On Products and a Resilient Future
What do you see? Trees or forest? Snow or rocks? Finding product-market-fit is about knowing what to look for.

On Products and a Resilient Future

A little more than a year ago after my company was forced to shut down because of COVID (see Time, Freedom, and Purpose), I began facilitating executive education courses for Cornell University and helping other entrepreneurs at the local Women Business Center. In both cases, I’ve worked closely with individuals desiring to improve existing products and services or launch new ones. More than 900 students have gone through the courses I facilitate, and more than 250 entrepreneurs have joined me in discussing their businesses and product ideas. The number one question and concern among executives and entrepreneurs is how to make their products and services successful.

Achieving that success is quite elusive most of the time, but there are things we can do that will take us closer. In all cases, my conversations take us to discuss product-market-fit, a new concept in the field of product management that has emerged over the last five years. Simply explained, product-market-fit is achieved when customers take the product off your hands. It is not a result, but it is a dynamic process. I have spent the last decade talking to prospective clients and believe me when I say understanding what a customer wants is pure art. All the science in the world cannot establish it clearly as a mathematical equation. Product-market-fit is a state when a product is established over time, and in consequence can stay there for some time, or go to an area of irrelevance.

How do you know?

It is a simple exercise that begins with asking your clients how they would feel if the product or service would not be available anymore. If they convey emotions around cataclysmic scenarios, the product is in the product-market-fit zone. If customers or clients are more lukewarm or clearly demonstrate apathy for a world where the product doesn’t exist, then that is a clear indication of the lack of product-market fit. Briefly, let’s acknowledge that some products go even further and fall into the category of being abhorred by the vast majority of a market --think tobacco-- but that is a subject for another article.

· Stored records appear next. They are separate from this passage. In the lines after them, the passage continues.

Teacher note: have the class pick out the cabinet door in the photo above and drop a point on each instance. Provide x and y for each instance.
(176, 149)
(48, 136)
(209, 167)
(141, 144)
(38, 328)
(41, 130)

My students and fellow entrepreneurs have different reactions to asking such questions to their clients and customers. Some find it self-evident that if a client has bought the product for decades, it means the product is loved and unavoidable. In these cases, I discuss mass transportation and Uber. Ask mass transportation administrators if they’d have thought in 2005 that their industry could be disrupted or ask a thousand taxi drivers in NYC, Rome, or Paris. All consumers follow habits with their purchases, but it doesn’t mean they are happy with the outcomes of the process (see Focus, Purpose, and Habits).

Learning from Failure

Other conversations focus more on how to interpret and apply the outcome of having customers who express lukewarm feelings about a future without a product. Those conversations are pure gold. Having conducted thousands of interviews with prospective customers over the last decade, I know the process too well to discount the effort that it takes. At the core, there needs to be a deep desire to learn from rejection and failure, a skill that builds resilience over time. And resilience has to be developed inside of the organization --the famous embracing of failure culture-- and also at the individual level.

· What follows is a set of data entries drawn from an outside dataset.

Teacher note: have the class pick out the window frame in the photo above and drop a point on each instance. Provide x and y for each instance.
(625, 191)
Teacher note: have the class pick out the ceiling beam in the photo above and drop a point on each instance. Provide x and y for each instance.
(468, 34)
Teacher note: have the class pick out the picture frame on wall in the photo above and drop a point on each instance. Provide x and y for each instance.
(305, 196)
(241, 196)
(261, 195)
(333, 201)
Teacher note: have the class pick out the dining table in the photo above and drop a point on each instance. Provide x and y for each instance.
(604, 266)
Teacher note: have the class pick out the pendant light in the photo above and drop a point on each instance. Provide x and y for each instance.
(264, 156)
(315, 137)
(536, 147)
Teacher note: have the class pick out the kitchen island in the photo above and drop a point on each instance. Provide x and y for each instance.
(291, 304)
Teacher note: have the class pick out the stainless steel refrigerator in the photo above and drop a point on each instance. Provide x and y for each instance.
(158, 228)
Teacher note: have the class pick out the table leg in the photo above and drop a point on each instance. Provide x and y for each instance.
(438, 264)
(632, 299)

Over the months I have been able to observe the beginning of some important changes --reported by students and entrepreneurs alike-- indicating that they have made progress developing that resilience in their work-life, demonstrating they have embraced the desire to go through those failures, absorb the lessons, learn, try, fail, and do it all once more. It is a privilege to witness the change and improvement, I wish I could have filmed the sessions to edit them into a documentary, or podcast.

It has been said many times, the most important step in a journey is the first one. So, I challenge you to think about that question, think about it in terms of products and services you use, and think about it in terms of products or services you design and sell. Would you ask the question to your customers or clients? Would you dare to envision a world with better products, better services? Products of careful and focused thinking, services designed to improve the life we live, and experiences that help us live better. What do you think?